Activists are thought to be plotting protests against both the Prime Minister and Chequers-backing MPs at the conference in early October, just weeks before the crunch European Council to discuss Brexit.
In a further blow to May, City A.M. understands that Tory associations are mulling action including withdrawing long-standing loans to party HQ in response to May’s perceived failure to deliver on the Brexit vote, with many grassroots members at odds with her Chequers plan.
“It’s a big stick to beat central office with,” said one party source, noting that Tory central office “relies” on loans totalling £4m from associations across the country. The longstanding loan is on immediate recall “so we could demand them back tomorrow morning if we chose,” said another.
Gary Heath, chairman of the Wycombe Association, said conversations about withdrawing the cash were already ongoing but said plans were being stymied by the fragmented nature of party membership.
“If you want someone’s attention, you grab their wallet,” he said. “But we’re not going to act as a one-off.”
“I am looking at whether chairmen can be assembled at the party conference. The thing is in such a mess that there’s got to be some responsible adults coming out of woodworks somewhere,” he added. “We just want someone to listen to us.”
John Strafford, former chairman and treasurer for nearby Beaconsfield association, said: “Central office would clearly feel the squeeze from that, it’s certainly a pressure point.
“There are lots of discussions taking place, and they will increase as we get to the party conference. Come the beginning of September you will begin to see associations putting more pressure on.”

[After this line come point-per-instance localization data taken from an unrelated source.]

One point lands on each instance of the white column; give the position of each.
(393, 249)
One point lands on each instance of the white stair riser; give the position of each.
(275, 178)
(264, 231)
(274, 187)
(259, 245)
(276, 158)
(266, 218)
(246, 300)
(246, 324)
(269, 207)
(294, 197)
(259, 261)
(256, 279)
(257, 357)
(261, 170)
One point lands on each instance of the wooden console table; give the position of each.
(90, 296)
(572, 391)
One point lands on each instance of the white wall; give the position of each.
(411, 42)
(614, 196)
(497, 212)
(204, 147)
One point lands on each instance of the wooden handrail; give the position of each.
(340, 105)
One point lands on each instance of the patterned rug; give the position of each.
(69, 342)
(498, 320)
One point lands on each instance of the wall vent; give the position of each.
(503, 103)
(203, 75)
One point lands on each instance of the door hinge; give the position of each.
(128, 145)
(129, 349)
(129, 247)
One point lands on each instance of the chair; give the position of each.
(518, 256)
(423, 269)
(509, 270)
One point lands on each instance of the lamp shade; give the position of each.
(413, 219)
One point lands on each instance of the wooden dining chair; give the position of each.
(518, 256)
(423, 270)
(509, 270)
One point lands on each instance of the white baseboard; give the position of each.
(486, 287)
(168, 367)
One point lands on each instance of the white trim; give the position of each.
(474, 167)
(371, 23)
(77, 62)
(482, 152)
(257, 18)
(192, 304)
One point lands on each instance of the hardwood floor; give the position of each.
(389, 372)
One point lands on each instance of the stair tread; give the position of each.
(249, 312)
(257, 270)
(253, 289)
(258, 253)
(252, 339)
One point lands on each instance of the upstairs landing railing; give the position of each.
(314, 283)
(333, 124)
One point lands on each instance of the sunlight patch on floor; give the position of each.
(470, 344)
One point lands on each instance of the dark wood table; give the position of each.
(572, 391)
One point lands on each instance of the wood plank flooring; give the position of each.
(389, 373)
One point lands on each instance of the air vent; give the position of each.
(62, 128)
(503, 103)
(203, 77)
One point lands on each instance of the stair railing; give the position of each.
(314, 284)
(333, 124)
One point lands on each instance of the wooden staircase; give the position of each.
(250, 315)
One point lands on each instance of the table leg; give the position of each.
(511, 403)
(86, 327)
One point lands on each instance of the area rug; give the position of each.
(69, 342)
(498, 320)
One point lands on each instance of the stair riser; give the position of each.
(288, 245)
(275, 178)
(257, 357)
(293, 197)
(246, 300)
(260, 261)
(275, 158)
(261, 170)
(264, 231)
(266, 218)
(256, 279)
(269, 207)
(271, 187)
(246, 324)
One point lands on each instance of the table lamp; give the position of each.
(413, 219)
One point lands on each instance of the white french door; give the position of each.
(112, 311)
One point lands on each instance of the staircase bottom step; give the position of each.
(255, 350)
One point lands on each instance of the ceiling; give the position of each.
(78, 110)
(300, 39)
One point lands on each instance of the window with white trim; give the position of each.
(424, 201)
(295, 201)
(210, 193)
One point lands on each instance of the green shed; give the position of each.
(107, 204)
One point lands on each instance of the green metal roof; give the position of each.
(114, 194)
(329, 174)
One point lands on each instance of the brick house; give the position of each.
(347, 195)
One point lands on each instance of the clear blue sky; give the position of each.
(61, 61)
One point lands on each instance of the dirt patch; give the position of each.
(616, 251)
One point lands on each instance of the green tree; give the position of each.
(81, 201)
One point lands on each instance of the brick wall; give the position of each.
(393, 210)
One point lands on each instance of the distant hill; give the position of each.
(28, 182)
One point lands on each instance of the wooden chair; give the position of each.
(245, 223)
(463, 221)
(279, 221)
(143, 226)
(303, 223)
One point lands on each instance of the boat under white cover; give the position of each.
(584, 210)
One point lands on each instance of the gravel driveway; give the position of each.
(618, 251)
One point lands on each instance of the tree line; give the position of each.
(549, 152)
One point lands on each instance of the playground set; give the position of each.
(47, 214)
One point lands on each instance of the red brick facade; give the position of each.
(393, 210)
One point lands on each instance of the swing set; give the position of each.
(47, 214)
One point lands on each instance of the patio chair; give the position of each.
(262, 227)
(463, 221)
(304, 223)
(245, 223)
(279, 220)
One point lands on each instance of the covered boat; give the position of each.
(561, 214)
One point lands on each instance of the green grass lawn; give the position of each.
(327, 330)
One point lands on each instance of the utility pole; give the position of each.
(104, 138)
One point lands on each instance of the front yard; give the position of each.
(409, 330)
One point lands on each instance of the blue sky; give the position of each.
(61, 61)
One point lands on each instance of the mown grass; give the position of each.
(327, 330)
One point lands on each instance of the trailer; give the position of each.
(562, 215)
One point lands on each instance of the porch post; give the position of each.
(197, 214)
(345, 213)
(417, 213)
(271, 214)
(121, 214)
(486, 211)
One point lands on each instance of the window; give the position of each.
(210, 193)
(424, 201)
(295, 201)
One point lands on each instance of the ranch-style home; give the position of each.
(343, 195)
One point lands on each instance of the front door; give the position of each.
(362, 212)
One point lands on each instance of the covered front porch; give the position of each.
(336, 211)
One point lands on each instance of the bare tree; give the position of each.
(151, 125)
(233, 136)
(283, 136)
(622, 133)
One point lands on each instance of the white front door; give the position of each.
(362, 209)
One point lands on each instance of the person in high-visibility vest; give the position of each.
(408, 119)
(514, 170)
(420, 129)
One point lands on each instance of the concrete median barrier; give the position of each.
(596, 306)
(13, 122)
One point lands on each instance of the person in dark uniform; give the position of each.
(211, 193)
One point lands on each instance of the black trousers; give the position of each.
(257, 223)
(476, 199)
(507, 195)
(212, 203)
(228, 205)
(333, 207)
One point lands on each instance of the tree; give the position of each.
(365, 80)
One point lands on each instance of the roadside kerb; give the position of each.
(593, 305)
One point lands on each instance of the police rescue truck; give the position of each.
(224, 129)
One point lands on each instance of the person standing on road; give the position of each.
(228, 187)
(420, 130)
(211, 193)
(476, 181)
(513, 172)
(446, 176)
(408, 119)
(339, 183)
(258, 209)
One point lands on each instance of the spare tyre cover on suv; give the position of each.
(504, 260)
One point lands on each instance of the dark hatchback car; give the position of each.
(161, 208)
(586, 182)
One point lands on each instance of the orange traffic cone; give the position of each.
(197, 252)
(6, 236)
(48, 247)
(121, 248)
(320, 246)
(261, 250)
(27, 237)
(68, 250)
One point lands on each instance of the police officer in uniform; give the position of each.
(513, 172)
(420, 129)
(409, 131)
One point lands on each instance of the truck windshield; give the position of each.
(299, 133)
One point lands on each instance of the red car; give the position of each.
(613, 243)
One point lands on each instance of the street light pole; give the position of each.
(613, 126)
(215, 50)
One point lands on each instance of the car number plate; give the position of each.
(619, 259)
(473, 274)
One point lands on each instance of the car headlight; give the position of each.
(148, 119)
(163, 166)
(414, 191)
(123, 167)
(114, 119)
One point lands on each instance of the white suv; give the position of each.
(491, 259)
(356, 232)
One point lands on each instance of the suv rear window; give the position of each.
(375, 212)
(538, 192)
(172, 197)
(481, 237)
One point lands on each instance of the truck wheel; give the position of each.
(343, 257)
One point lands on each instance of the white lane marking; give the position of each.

Other tactics are also being discussed with members plotting to raise motions of no confidence against Remain-backing MPs, conduct letter-writing campaigns and increase demands for May to be sacked.
Activist Paul Everitt-Clay, who is working on the #StandUp4Brexit campaign launched this week, said he hoped social media could help “build that voice instead of having everyone shouting individually”.
He added: “I want people to see sense and get the clean Brexit we were promised back on track.”
But one MP, who asked not to be named, told City A.M. that ministers and senior figures within party HQ had been “intimidating” low-ranking ministers who had resigned in the wake of Chequers, and telling them not to listen to their associations on Brexit.
“They are so far removed from the grassroots they don’t represent them anymore,” she said. “It was bad under Cameron but it has got so much worse under [May’s] watch. There has been a massive breakdown between the grassroots and their MPs.”
CCHQ did not respond to requests for a comment.